Admito que, quando foi anunciado que Elordi estaria substituindo Andrew Garfield no papel da criatura, tive minhas dúvidas, mas o ator australiano comprova mais uma vez que é um dos nomes mais interessantes da sua geração ao entregar um “monstro de Frankenstein” (ah, a vontade de só se referir a ele como Frankenstein!) que é tão gentil e compassivo quanto odioso e furioso. Todo o bloco dele como o “Espírito da Floresta”, com seu ar de fábula, é um destaque dentro de um filme que muitas vezes se mostra um tanto inchado, sendo o bloco que melhor concilia a proposta de Del Toro de olhar para a contradição humana, a nossa capacidade de reagirmos com amor e violência em igual medida.

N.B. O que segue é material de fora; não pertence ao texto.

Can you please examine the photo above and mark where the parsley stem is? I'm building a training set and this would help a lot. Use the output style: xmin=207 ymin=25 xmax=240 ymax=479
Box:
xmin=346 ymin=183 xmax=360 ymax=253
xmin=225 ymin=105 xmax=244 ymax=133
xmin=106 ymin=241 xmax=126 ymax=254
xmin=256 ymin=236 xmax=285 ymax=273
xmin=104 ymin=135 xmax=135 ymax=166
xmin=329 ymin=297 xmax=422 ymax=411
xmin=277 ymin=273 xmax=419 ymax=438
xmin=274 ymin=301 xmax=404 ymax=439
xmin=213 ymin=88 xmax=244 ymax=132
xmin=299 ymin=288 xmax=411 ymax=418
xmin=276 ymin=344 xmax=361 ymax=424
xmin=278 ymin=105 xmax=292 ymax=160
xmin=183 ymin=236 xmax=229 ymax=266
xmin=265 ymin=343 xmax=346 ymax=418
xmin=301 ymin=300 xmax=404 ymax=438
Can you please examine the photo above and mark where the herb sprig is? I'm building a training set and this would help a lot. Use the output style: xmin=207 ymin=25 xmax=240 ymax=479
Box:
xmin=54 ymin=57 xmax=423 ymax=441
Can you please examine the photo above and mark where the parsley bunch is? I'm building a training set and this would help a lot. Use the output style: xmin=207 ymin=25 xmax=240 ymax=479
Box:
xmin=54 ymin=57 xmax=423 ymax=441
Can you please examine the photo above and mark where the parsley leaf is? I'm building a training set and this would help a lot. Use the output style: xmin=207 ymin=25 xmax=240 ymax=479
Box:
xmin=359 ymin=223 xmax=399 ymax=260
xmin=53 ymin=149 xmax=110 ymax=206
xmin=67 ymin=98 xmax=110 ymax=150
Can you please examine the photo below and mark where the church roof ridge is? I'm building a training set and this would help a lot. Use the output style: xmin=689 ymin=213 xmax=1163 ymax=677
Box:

Ambos os atores brilham tanto nesse embate cada vez mais violento e trágico que é nítido como todo o restante do elenco é subutilizado. Veteranos como Waltz e Charles Dance fazem o que podem dentro do seu limitado tempo de tela, enquanto David Bradley se mostra outro destaque como o idoso cego com o qual a criatura faz amizade. Mas Felix Kammerer é apagado demais para que nos importemos com a simbologia da bondade do seu William, e Mia Goth seja talvez o maior desperdício, funcionando mais na teoria do que na prática com este papel dual de mãe e amada de Victor. A ideia de um romance entre ela e a criatura (que certamente remete a outro clássico dos monstros, Drácula) não convence em quase nada, soando como uma ideia jogada e que nunca consegue transmitir a relevância que se pretende para ela na narrativa.


Frankenstein, tal qual a natureza humana, é um filme de contradições que ora se anulam ora se complementam. É perceptível o esforço e a paixão de Del Toro pelo projeto, o que ao menos confere uma identidade ao filme que pode distingui-lo da seara estéril de blockbusters contemporâneos. No entanto, como muitas vezes acontece em projetos pessoais e passionais, tais paixões blindam para os problemas que o filme carrega e que mitigam seu potencial de se tornar um clássico como outras encarnações do monstro no cinema.